Assim, suave, branda, calma talvez me fosse permitido adormecer.


A insônia me provoca, me maltrata, me pinta o rosto.


Ela apura os sentidos: audição de morcego, biossonar, a captar qualquer decibel da rua, da madeira da casa estalando, de um carro a quadras de distância; visão de rapina, que enxerga longe, de felina, que desvenda formas no escuro, pupilas dilatas; olfato de perdigueiro, alguém fumando no andar de baixo, pétalas florescendo na praça da esquina, o vidro de perfume aberto. Fico à flor da pele, calor, frio, arrepio... 
Tudo em escala.

Não dormir é como aquelas drogas inglesas que se vendem com a promessa de ativar tudo. É estar entorpecida ao contrário, no antônimo.

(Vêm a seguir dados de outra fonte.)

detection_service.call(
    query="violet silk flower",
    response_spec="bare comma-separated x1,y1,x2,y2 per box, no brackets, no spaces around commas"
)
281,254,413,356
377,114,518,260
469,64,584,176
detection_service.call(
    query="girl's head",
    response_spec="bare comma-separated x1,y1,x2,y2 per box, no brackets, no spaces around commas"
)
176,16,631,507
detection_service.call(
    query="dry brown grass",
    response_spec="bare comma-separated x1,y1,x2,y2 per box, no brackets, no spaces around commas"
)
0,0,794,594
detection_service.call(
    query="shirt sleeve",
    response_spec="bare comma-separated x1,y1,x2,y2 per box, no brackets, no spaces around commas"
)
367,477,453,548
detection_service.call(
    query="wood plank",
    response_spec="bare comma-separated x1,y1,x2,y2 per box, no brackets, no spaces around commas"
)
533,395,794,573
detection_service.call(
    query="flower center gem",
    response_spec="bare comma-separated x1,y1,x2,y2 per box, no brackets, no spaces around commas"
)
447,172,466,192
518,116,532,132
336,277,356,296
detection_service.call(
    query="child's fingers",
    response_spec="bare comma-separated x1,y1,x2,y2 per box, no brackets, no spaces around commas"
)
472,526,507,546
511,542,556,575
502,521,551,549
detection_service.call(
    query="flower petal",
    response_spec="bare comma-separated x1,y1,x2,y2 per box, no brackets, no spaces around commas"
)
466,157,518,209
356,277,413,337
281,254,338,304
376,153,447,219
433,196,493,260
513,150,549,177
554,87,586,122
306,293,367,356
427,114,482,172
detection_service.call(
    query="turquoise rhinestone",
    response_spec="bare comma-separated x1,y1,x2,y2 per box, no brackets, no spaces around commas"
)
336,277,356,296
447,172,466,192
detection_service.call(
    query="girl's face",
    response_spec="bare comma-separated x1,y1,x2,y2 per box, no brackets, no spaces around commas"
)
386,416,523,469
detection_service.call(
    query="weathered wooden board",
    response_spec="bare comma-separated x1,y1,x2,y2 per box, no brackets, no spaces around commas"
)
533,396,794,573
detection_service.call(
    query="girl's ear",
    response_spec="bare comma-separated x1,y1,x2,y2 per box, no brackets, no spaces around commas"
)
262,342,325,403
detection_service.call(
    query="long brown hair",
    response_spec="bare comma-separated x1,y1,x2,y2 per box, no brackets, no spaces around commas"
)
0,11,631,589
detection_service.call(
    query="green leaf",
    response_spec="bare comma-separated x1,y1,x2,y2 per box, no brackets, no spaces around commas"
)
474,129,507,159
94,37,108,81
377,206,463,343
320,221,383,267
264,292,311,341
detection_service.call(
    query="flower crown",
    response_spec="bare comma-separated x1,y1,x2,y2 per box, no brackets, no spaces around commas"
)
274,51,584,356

É o corpo a gritar na calada, é abrir os olhos para o escuro.

Não dormir é uma praga que revira a alma, causa dependência e estraga a noite, que é o melhor do dia.    
   


quinta-feira, 3 de abril de 2014

amor, meu grande amor, não chegue na hora marcada...



Dos serviços que pioraram muito na última década, os emprestados pelos Correios estão lá a figurar incompetência e atormentar a gente.

Atenção, companheiro, acompanhe o caso: a encomenda foi postada em São Paulo, aqui do ladinho, estado vizinho, coisa pouca de distância, no remoto dia 24 do mês passado.
Lembra o que você estava fazendo às 13:19 do dia 24 de março? Não, nem eu, já faz tanto tempo... Pois minha encomenda começou sua viagem nesse horário, naquele dia. Eu não gosto nem de imaginar por quanta coisa ela tem passado nesse período – mãos descuidadas, solavancos, todo tipo de intempéries e riscos...

Não sei porque cargas d’água o lance não chega aqui! A incompetência do serviço promove a picaretagem institucionalizada: como não assumem a inabilidade, eles a justificam como “motivos operacionais”. Ora bolas!, motivos operacionais, o que é isso, companheiro?
Acompanho pelo site o caminho do meu pacote. Desde segunda-feira a rodar pela cidade sem chegar à minha casa por “motivos operacionais”. Como a explicação não esclarece o que aconteceu, o Correio não fala comigo por telefone sobre o caso e pessoalmente ninguém sabe explicar, eu fico a tentar adivinhar as causas e a torcer para que elas se solucionem, sejam quais forem.

E tudo que ofereço é meu calor, meu endereço? Não. Não mesmo! Paguei direitinho. Adiantado, o que eles me pediram, sem negociação.

Pô, companheiros!? Até os Correios? Até lá onde tudo dava certo? Pô!